Professor: Tiago Ventura

Published

October 1, 2024

Where we are ….

  • We started with the basics of being a data scientist:

    • Commandline

    • Reproducibility + Data Workflow

    • Version Control

  • Now, we are going over the primitives of Python as your main DS tool:

    • Python as a OOP language

    • Native data types in Python

Plans for today

  • Start slow with the in-class exercise from last week.

  • Scaling up your python skills:

    • Control statements (if, for and while loops)

    • Functions

  • Intro do Python - Part II.

    • Importing librarys in Python

    • List Comprehension + Generators

    • File Management

    • Data as Nested Lists

In Class-Exercise (Use the Lecture Notes to solve)

Let’s practice with lists first. One way to explore data structures is to learn their methods. Check all the methods of a list by running ‘dir()’ on a list object. Let’s explore these functions using the following list object, by answering the below questions. See here for list methods:


list_exercise = ["Ramy", "Victorie", "Letty", "Robin", "Antoine", "Griffin"] 


  1. Add “Cathy O’Neil” to the list. Insert “Professor Crast” as the first element of the list
  1. Remove “Letty” from the list. Also remove the last element of the list.
  1. Find the index of the occurrence of the name “Robin”. Count the number of times None appears in the list.
  1. Create a new list with the names in alphabetical order, copy this list as a new list without changing the values of the original list
  1. Add the string “Lovell” to copied_list and ensure that list_exercise remains unchanged.

Let’s do a similar exercise with Dictionaries. Consider the dictionary below.

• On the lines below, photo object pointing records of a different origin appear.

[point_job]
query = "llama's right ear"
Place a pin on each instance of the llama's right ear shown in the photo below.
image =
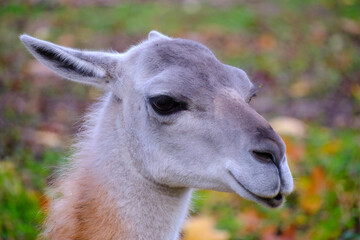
(89, 67)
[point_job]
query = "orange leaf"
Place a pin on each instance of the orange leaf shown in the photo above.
(203, 228)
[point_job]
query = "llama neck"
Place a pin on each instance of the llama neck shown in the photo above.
(143, 209)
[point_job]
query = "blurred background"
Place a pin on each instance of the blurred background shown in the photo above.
(304, 55)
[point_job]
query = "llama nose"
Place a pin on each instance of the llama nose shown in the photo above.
(264, 156)
(271, 148)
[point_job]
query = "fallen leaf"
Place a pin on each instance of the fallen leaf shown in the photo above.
(47, 138)
(289, 126)
(203, 228)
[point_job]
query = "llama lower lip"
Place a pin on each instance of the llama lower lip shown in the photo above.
(271, 202)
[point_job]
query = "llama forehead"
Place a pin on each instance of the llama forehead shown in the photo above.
(189, 68)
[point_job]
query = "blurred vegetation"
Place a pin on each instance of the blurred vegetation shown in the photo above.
(305, 55)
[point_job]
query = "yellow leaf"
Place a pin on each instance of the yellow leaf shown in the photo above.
(203, 228)
(289, 126)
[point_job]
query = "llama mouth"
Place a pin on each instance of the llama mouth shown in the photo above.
(272, 202)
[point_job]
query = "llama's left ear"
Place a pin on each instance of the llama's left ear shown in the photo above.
(88, 67)
(154, 35)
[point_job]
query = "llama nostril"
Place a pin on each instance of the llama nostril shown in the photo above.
(263, 156)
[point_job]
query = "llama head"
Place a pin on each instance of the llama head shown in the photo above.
(185, 115)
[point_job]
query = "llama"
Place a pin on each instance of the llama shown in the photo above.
(172, 118)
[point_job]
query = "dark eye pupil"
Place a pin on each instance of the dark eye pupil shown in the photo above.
(165, 105)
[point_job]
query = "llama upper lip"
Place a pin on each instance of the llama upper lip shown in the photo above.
(274, 201)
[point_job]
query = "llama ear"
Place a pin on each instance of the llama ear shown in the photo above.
(155, 35)
(88, 67)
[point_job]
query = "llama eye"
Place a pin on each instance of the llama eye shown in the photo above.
(165, 105)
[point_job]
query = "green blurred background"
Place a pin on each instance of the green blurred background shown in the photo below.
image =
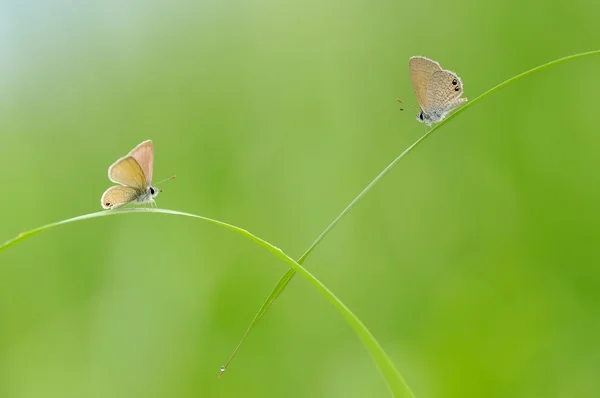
(475, 262)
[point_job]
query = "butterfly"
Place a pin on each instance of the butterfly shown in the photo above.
(134, 174)
(437, 90)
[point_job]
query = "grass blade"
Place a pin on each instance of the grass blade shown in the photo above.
(285, 279)
(394, 380)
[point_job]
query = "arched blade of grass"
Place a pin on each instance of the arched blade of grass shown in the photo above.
(394, 380)
(285, 279)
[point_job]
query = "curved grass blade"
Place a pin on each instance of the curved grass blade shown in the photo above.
(394, 380)
(285, 279)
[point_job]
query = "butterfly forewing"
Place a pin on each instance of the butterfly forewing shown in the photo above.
(118, 196)
(144, 155)
(127, 171)
(421, 70)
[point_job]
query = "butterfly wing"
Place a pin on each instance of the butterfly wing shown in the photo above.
(144, 155)
(127, 171)
(118, 196)
(421, 70)
(444, 91)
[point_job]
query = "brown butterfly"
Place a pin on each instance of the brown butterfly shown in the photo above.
(134, 174)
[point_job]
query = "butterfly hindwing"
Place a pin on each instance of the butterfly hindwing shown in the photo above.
(443, 91)
(118, 196)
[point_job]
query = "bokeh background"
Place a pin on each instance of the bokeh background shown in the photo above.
(475, 262)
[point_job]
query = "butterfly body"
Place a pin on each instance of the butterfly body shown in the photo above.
(437, 90)
(133, 173)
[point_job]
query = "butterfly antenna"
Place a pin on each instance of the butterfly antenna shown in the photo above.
(167, 179)
(402, 102)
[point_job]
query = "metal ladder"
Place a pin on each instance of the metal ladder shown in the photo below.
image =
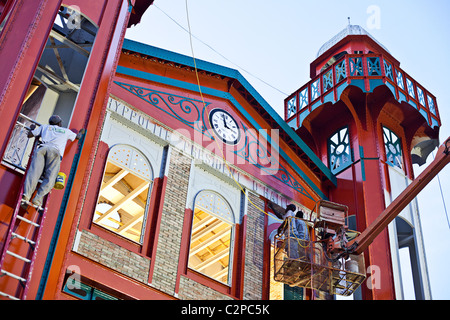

See here for dictionary methods:


dict_exercise = {"Ramy": "India",
                  "Victorie":"Haiti", 
                  "Letty":"England", 
                  "Robin":"Canton", 
                  "Antoine":"Nigeria", 
                  "Griffin":"China"}
dict_exercise


  1. Look up the keys in the dictionary, and store them in a list object called keys
  1. Add yourself, and two other colleagues in this dictionary. The values are the countries the person in the key was born.
  1. Remove “Ramy” from the dictionary, and save as another dictionary

Let’s now play around with some string methods. See the string below from the book “Babel:An Arcane History”. See here for string methods:

babel = "That's just what translation is, I think. That's all speaking is. Listening to the other and trying to see past your own biases to glimpse what they're trying to say. Showing yourself to the world, and hoping someone else understands."
  1. Determine if the word “Babel” is present in the string.
  1. Count how many times the word “translation” appears
  1. Convert the entire string to upper case
  1. Convert the pronoum “I” to “We” in the entire text.
  1. Strip any punctuation (like commas, exclamation marks, etc.) from the string.

Intro do Python II

Class Website: https://tiagoventura.github.io/ppol5203/weeks/week-04.html

Follow up with the lecture notes and readings. Most coding will be there!

Class Part II: Control Statements, Loops and Functions

We will go over some concepts that are very general for any programming language.

  • Logical Operators: to make comparisons

  • Control statements: to control the behavior of your code

  • Iterations: repeat, repeat, scale-up!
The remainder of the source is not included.